Wir kennen die Erklärung bis zum Abwinken: Weil den Juden im Hochmittelalter in Europa Landbesitz und die meisten anderen Erwerbszweige verboten gewesen seien, hätten sie sich auf den Geldhandel konzentriert, da das christliche Zinsverbot für sie nicht galt. Kurzum: Es sei die pure Not gewesen, die Juden in dieses Metier trieb.
Doch das habe dazu geführt, dass die Menschen, die unter dem Zinsendienst ächzten, zwangsläufig Juden mit Schlauheit in Geschäftsdingen wie aber vor allem auch Geldgier in Verbindung brachten – und bis heute seien Verschwörungstheorien gegen die »Rothschilds« oder die Umschreibung der »Banker von der amerikanischen Ostküste« von dieser unseligen historischen Grundlage, die mit dem Charakter der Juden gar nichts zu tun habe, infiziert.
Eine Erklärung, die nichts erklärt. Denn nebst den Juden waren im mitteleuropäischen Raum des Hochmittelalters die Italiener (damals allgemein Lombarden genannt) mindestens ebenso im Bankwesen engagiert, sie gelten als dessen eigentliche Erfinder.

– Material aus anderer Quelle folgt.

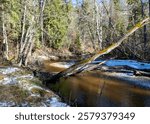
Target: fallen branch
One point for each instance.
(82, 64)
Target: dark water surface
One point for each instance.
(103, 89)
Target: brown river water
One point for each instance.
(101, 89)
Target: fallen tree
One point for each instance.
(80, 66)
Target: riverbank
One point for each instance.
(19, 87)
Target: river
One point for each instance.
(96, 88)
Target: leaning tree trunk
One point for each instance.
(83, 64)
(5, 41)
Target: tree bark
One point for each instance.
(5, 41)
(82, 64)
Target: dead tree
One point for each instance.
(78, 67)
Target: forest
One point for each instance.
(55, 39)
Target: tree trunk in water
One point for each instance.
(81, 65)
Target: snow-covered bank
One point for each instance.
(21, 88)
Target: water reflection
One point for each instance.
(101, 89)
(98, 89)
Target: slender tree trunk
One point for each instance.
(144, 30)
(98, 19)
(42, 6)
(79, 67)
(5, 41)
(23, 23)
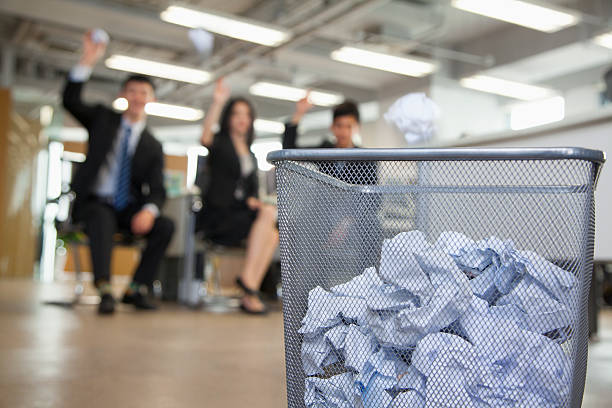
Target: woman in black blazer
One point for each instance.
(233, 213)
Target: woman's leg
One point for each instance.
(261, 244)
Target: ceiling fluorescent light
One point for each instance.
(526, 14)
(157, 69)
(227, 25)
(605, 40)
(269, 126)
(537, 113)
(164, 110)
(503, 87)
(385, 62)
(291, 93)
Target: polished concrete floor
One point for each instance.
(55, 357)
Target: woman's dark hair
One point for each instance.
(224, 122)
(347, 108)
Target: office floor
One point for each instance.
(54, 357)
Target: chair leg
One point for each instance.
(79, 288)
(214, 300)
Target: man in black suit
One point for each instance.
(120, 184)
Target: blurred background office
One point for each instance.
(500, 73)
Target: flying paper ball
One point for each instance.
(414, 115)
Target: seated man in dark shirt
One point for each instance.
(120, 184)
(350, 220)
(345, 126)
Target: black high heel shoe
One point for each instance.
(250, 292)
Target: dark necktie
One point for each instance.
(122, 193)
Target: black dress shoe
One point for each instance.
(139, 301)
(107, 304)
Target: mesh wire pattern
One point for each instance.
(335, 216)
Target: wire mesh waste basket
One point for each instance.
(436, 277)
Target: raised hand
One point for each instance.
(222, 92)
(92, 51)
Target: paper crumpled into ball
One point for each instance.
(454, 323)
(414, 115)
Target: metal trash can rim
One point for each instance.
(439, 154)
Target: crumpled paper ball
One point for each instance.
(414, 115)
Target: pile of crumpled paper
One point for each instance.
(456, 323)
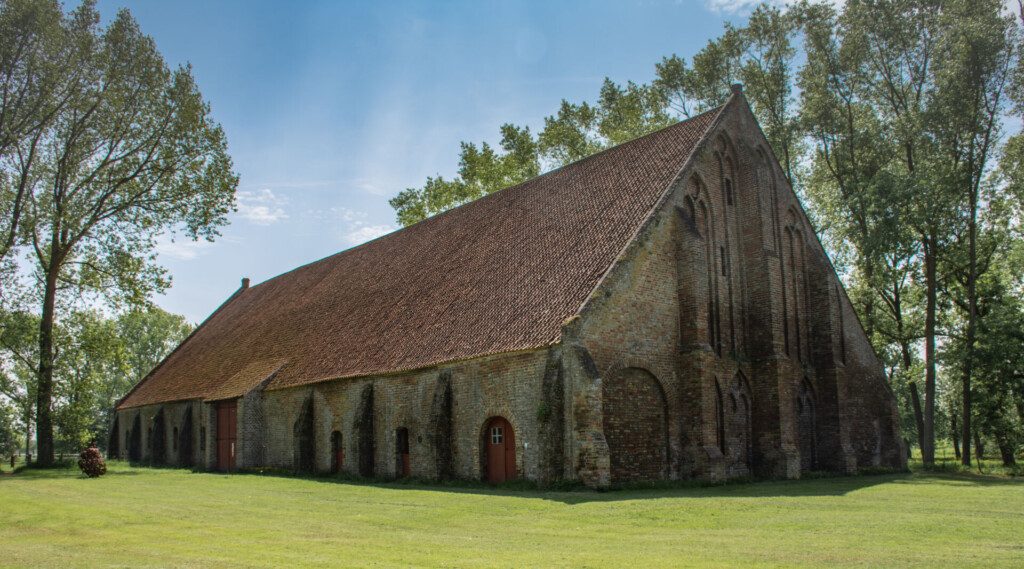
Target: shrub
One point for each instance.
(91, 462)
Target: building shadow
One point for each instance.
(819, 486)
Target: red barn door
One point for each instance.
(501, 450)
(226, 434)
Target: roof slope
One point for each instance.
(499, 274)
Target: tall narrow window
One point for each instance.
(720, 417)
(842, 326)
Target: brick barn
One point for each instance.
(659, 310)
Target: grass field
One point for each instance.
(160, 518)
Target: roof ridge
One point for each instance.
(516, 267)
(440, 215)
(719, 112)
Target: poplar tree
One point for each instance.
(132, 155)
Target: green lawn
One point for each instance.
(151, 518)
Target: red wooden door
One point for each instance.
(404, 468)
(501, 450)
(226, 434)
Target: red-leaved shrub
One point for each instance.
(91, 462)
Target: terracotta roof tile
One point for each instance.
(499, 274)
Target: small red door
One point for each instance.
(226, 434)
(501, 450)
(339, 451)
(401, 447)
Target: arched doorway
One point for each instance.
(337, 452)
(158, 440)
(135, 441)
(806, 426)
(403, 467)
(636, 426)
(226, 434)
(499, 442)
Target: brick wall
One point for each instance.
(720, 345)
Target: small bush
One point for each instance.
(91, 462)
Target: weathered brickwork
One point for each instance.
(720, 344)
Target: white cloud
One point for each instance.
(351, 226)
(744, 7)
(364, 233)
(262, 207)
(182, 250)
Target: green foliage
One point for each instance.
(481, 171)
(8, 429)
(761, 55)
(895, 140)
(100, 359)
(90, 462)
(113, 150)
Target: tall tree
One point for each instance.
(972, 72)
(131, 156)
(35, 64)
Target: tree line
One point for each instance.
(104, 149)
(100, 358)
(897, 122)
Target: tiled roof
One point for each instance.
(499, 274)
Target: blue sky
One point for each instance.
(333, 107)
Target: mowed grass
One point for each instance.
(162, 518)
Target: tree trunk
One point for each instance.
(44, 398)
(1007, 451)
(955, 434)
(928, 446)
(972, 317)
(918, 419)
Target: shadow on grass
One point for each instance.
(817, 484)
(573, 493)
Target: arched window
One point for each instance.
(337, 452)
(402, 463)
(720, 418)
(842, 326)
(806, 426)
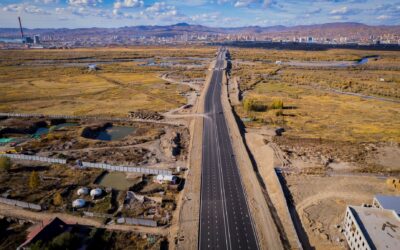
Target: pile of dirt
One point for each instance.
(174, 143)
(21, 126)
(145, 115)
(117, 156)
(320, 153)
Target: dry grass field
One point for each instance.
(342, 129)
(312, 108)
(58, 81)
(310, 113)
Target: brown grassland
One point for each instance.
(311, 108)
(58, 81)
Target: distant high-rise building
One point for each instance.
(36, 39)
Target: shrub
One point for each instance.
(279, 113)
(251, 105)
(277, 104)
(5, 164)
(57, 199)
(34, 180)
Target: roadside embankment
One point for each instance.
(190, 209)
(268, 235)
(265, 158)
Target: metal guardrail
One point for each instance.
(127, 169)
(34, 158)
(22, 204)
(88, 117)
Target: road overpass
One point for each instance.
(225, 220)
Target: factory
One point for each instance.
(376, 226)
(29, 41)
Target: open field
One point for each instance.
(309, 113)
(337, 149)
(50, 81)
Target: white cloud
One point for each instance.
(205, 17)
(13, 8)
(128, 4)
(46, 1)
(243, 3)
(341, 10)
(31, 9)
(383, 17)
(337, 17)
(84, 2)
(266, 3)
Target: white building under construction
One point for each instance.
(374, 227)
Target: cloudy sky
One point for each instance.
(217, 13)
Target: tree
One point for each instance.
(57, 199)
(34, 180)
(5, 164)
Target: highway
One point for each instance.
(225, 221)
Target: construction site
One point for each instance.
(120, 167)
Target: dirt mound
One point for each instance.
(367, 157)
(21, 126)
(145, 115)
(174, 142)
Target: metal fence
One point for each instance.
(92, 214)
(88, 117)
(127, 169)
(34, 158)
(22, 204)
(134, 221)
(104, 166)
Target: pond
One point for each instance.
(114, 133)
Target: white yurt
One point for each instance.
(96, 192)
(78, 203)
(83, 191)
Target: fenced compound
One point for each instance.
(99, 215)
(89, 117)
(22, 204)
(134, 221)
(104, 166)
(127, 169)
(34, 158)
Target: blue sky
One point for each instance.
(216, 13)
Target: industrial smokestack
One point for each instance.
(20, 27)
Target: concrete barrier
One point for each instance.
(34, 158)
(127, 169)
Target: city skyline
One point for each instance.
(220, 13)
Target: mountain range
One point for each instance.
(327, 30)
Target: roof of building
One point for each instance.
(389, 202)
(381, 227)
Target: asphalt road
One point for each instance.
(225, 221)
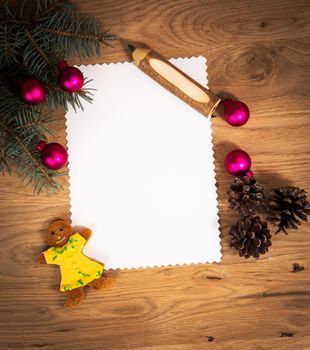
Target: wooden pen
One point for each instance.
(174, 80)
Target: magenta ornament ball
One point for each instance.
(237, 162)
(53, 155)
(32, 91)
(236, 113)
(70, 79)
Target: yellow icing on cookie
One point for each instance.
(76, 269)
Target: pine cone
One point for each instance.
(250, 236)
(245, 195)
(288, 205)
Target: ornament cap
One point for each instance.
(227, 102)
(62, 65)
(236, 113)
(41, 145)
(237, 162)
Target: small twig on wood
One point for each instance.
(287, 334)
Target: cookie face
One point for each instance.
(58, 233)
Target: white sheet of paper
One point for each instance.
(141, 171)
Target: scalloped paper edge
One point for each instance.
(185, 264)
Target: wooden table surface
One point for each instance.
(258, 52)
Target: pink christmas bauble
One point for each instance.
(70, 79)
(53, 155)
(237, 162)
(32, 91)
(236, 113)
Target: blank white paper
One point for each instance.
(141, 171)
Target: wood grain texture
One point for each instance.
(257, 51)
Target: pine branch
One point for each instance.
(102, 37)
(37, 47)
(34, 37)
(24, 147)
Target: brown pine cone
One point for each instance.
(288, 205)
(250, 236)
(245, 195)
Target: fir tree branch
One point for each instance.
(50, 9)
(99, 37)
(35, 163)
(41, 169)
(37, 47)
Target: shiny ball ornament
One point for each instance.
(236, 113)
(32, 91)
(53, 155)
(249, 173)
(70, 79)
(237, 162)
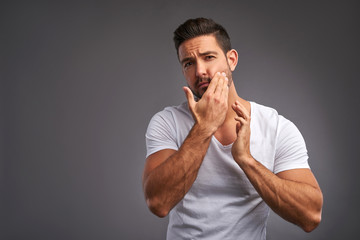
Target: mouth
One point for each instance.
(203, 84)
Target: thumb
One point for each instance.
(190, 97)
(238, 126)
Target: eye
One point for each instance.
(187, 64)
(209, 57)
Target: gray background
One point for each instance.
(80, 82)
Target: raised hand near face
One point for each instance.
(210, 110)
(241, 147)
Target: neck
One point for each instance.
(233, 96)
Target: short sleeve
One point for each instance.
(291, 152)
(161, 133)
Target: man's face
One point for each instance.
(201, 58)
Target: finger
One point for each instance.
(213, 84)
(237, 110)
(219, 86)
(240, 123)
(190, 98)
(225, 88)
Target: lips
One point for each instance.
(203, 84)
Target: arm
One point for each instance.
(169, 174)
(294, 194)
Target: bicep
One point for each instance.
(156, 159)
(301, 175)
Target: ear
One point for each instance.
(232, 58)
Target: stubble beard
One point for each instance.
(197, 95)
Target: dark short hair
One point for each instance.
(199, 27)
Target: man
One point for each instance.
(216, 163)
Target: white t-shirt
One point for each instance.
(222, 203)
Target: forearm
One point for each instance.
(299, 203)
(168, 183)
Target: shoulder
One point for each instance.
(171, 113)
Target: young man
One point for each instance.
(216, 163)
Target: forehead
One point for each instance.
(198, 45)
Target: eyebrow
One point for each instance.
(201, 54)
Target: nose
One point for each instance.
(200, 69)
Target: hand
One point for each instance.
(210, 111)
(241, 147)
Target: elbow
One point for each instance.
(310, 225)
(157, 208)
(314, 218)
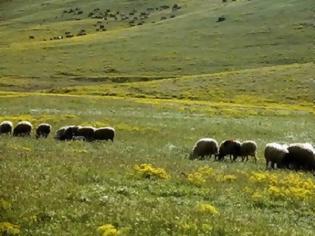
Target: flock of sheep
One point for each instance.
(297, 156)
(71, 132)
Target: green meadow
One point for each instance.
(178, 76)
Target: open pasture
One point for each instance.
(71, 188)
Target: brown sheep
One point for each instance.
(248, 148)
(66, 132)
(301, 157)
(86, 131)
(104, 133)
(275, 154)
(43, 130)
(204, 147)
(229, 147)
(6, 127)
(22, 129)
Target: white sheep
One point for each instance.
(248, 148)
(204, 147)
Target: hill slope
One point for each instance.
(183, 41)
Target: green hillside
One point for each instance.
(163, 74)
(255, 34)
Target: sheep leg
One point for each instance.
(255, 158)
(267, 165)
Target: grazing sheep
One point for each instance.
(229, 147)
(22, 129)
(6, 127)
(204, 147)
(105, 133)
(248, 148)
(275, 154)
(301, 157)
(78, 138)
(66, 132)
(86, 131)
(43, 130)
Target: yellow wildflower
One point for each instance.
(7, 228)
(107, 230)
(207, 209)
(150, 171)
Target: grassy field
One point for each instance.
(72, 188)
(164, 81)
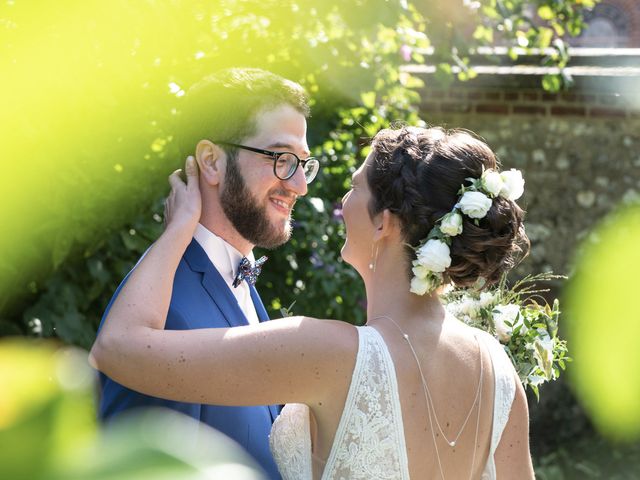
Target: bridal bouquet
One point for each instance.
(522, 321)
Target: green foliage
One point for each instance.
(48, 429)
(68, 255)
(521, 319)
(90, 95)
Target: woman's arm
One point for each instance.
(289, 360)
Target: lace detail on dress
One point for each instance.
(369, 442)
(505, 390)
(290, 442)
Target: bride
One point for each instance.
(413, 393)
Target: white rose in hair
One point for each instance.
(501, 315)
(513, 187)
(451, 224)
(420, 271)
(435, 255)
(474, 204)
(492, 182)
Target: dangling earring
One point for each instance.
(374, 257)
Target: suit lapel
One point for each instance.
(220, 293)
(257, 303)
(215, 285)
(274, 410)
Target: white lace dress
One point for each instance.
(369, 443)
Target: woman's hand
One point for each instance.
(183, 206)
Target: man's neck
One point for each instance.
(223, 228)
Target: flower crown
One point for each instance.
(433, 254)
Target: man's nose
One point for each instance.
(297, 183)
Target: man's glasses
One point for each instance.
(285, 164)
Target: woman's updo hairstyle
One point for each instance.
(416, 174)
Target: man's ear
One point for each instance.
(386, 224)
(212, 162)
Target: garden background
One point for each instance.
(90, 97)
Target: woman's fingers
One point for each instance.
(191, 168)
(175, 180)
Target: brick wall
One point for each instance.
(579, 152)
(494, 101)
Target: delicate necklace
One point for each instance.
(431, 406)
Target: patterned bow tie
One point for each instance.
(248, 272)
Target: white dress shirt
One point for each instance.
(226, 260)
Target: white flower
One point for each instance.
(503, 314)
(435, 255)
(420, 285)
(536, 380)
(543, 352)
(419, 270)
(451, 224)
(470, 307)
(474, 204)
(513, 187)
(492, 182)
(486, 299)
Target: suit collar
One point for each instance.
(215, 285)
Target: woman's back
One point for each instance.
(384, 430)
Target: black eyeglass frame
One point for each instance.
(275, 156)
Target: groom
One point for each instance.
(238, 121)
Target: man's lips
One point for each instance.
(282, 205)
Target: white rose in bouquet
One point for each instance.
(435, 255)
(503, 314)
(492, 182)
(474, 204)
(451, 224)
(543, 352)
(486, 299)
(513, 186)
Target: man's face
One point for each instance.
(257, 203)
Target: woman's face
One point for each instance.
(360, 229)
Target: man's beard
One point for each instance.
(245, 213)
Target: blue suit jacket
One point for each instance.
(202, 299)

Über das Zinsverbot sahen sie hinweg, und die sogenannten kurzfristigen »Lombardenzinsen« (bis heute im Lombardsatz für Banken anklingend) zeichneten sich gerade durch ihre exorbitante Höhe aus. Dennoch geht heute niemand davon aus, dass es aus der Lombardei gesteuerte Machenschaften gibt, die das Finanzsystem in Krisen, Völker in Kriege oder Bevölkerungen durch Seuchen in Panik stürzen, um daraus Profit und Macht zu ziehen – sämtlich Dinge, die der »jüdischen Finanzmacht« dauernd unterstellt werden.